To understand how the Chinese market came to this place, here’s some context: First, when you hear commentators talk about the Chinese stock market, they usually mean the Shanghai Stock Exchange, now one of the world’s biggest—ranked by the total value of the companies on each exchange. (China has two other exchanges, the older Hong Kong Exchange and the smaller Shenzhen Exchange, but let’s stick with the Shanghai because that’s where the action has been.) The Chinese government founded the Shanghai Exchange in 1990 as part of that overall strategy of opening up its financial markets. Over the years the exchange has had a number of crazy spikes and huge drops, not surprising for a burgeoning market. But now China is the second biggest economy in the world and so when it’s stock market goes crazy, there are global implications.
The Chinese government had several objectives when it created the exchange; it wanted to give ordinary Chinese citizens a homegrown place to put their money other than banks or real estate and it wanted to provide Chinese companies with a source of funding other than banks. But the government wanted to control the exchange, so it limited the amount that foreigners could invest and the amount of money investors could borrow to purchase stock. The plan was to loosen those regulations gradually to make the market more open. And in fact the Chinese did slowly loosen the reins, but more recently they accelerated the process, which is when the trouble came in.

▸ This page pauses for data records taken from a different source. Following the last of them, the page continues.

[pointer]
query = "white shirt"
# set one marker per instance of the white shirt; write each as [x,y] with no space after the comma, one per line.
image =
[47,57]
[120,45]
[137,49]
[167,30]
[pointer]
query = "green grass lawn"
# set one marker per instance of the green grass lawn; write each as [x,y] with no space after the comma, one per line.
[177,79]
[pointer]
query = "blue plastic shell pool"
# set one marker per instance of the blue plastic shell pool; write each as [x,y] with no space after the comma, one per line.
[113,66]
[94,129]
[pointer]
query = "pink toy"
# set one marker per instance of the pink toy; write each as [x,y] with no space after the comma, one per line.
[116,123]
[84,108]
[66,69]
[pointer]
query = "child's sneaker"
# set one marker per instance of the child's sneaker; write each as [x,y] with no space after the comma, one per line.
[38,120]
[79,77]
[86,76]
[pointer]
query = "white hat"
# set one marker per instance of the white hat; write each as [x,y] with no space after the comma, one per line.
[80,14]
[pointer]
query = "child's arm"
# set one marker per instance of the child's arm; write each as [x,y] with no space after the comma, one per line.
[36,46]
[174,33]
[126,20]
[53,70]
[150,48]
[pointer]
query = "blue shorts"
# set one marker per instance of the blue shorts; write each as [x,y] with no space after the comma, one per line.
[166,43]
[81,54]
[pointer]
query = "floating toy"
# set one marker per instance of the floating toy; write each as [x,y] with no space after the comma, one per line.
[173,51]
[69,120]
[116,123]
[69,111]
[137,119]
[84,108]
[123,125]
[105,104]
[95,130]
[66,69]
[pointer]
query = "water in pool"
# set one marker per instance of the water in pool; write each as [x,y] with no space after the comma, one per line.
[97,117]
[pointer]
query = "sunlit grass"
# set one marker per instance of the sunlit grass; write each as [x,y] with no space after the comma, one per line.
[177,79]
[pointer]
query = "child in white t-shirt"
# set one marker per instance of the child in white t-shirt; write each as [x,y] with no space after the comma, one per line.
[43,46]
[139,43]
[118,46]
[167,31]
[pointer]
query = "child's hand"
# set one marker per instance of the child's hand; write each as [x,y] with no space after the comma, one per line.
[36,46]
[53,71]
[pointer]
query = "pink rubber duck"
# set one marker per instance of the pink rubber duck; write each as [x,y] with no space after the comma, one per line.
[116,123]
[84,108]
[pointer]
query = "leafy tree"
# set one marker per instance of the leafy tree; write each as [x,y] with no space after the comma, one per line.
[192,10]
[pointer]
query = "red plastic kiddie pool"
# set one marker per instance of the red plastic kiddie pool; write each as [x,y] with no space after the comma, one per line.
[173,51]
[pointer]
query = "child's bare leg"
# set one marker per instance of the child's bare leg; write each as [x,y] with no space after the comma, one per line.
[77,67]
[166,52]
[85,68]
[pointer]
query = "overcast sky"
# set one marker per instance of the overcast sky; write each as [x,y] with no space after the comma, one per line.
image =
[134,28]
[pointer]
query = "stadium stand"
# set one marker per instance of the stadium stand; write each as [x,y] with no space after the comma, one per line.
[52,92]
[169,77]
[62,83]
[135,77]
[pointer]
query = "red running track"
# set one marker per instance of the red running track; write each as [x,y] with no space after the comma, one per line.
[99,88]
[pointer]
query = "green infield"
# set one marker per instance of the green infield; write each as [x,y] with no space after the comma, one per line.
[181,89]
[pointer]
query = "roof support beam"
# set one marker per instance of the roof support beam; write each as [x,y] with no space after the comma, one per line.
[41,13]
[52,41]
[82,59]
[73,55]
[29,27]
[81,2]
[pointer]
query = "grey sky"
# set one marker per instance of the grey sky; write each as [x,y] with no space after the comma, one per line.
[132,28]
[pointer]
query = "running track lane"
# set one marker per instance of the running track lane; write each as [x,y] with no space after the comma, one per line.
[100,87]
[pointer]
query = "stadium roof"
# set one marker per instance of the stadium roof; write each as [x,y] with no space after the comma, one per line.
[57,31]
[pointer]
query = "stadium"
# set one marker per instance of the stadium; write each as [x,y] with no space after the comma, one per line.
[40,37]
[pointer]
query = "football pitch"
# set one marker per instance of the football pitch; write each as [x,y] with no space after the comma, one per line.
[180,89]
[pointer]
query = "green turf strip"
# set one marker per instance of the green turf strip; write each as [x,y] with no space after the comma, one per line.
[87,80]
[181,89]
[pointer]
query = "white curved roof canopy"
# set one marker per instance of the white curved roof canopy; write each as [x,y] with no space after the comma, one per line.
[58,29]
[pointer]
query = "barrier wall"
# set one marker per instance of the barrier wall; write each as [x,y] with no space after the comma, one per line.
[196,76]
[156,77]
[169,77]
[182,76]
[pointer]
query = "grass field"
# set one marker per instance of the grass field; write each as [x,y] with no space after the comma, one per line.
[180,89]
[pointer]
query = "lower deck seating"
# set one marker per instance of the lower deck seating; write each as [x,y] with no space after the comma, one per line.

“It’s almost a contradiction in terms,” says Nicholas Platt a former US Ambassador to Pakistan and the Philippines who as a young diplomat accompanied Richard Nixon on his historic 1972 trip to China. “It’s a free stock market in an economy that the state is really trying to control.” I pondered how much China has changed in those forty-plus years and asked Platt what Chairman Mao would have thought about China’s wild and crazy stock market. “He would have found it extremely distasteful,” Platt told me.
In early November 2013, Chinese President Xi Jinping convened what is called the Third Plenum, which is the third meeting of the Communist Party’s Central Committee. (There is usually one Plenum per year, and the third is the most important because it is often the showcase for a new leader’s agenda, as it was in this case.) President Xi introduced a number of political, social and economic reforms, including measures that accelerated the opening up of the Shanghai Exchange. More foreigners could invest, and more borrowing was allowed too.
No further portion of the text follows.